Our Goals

The Uintah Basin Project’s long-term goal is to understand and describe the possible impacts of the global climate events of the Middle Eocene Climatic Optimum.

(MECO) on the local mammals of the Uinta Basin Formation and Duchesne River Formations, the type formations for the Uintan and Duchesnean North American Land Mammal Ages (NALMAs). It is important to understand how these fossil records show us the effects on the evolution and diversity of the local mammals, particularly to explore a debated hypothesis that climate change was a major driver in the evolution of middle Eocene North American mammals. 

The barriers that prevent us from getting to our goals of understanding evolution-climate effects in North America are two major gaps in knowledge. 

1. A  single stratigraphic section spanning the geological record in the Uinta Basin.

  2. An inconsistent fossil record for the biota of the Uintan and Duchesne NALMAs.

This goal is a continuation of our previous research of the past 15 years, where we have identified the best method for collecting fossils in this area and as well as measuring the stratigraphic section of this region’s relatively undiscovered geology of the middle Eocene. Our well-honed system of collecting along with the search for geologic information works in tandem with other fields (e.g. isotope geochemistry, palynology, and niche structure analysis) and will be our methodology for carrying out our long-term goals. 

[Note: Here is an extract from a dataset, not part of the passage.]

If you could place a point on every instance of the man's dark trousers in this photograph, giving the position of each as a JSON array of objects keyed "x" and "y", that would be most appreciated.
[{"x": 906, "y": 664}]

If we are successful in our research, we can use these past patterns of climate change effects on mammals to develop models to predict the impacts of the current climatic crisis on our modern mammals. In addition, this can illuminate inconsistencies and knowledge gaps that have exacerbated middle Eocene scholars and complete the model of global warming’s relationship to terrestrial organisms. These include questions such as: Does diversification occur in the Uinta Basin and Duchene NALMAs, and if it does– how does it occur and how does it compare or contrast to the pattern of extinction? How do specific ecological niches of the Uintan and Duchesnean NALMAs thrive or decline and do they react differently from taxa to taxa?

Along with the project-specific long-term goals of the science, we hope to carry out our broader impact goals of allowing this paleontology information to become more available and accessible to the public and K-12 students.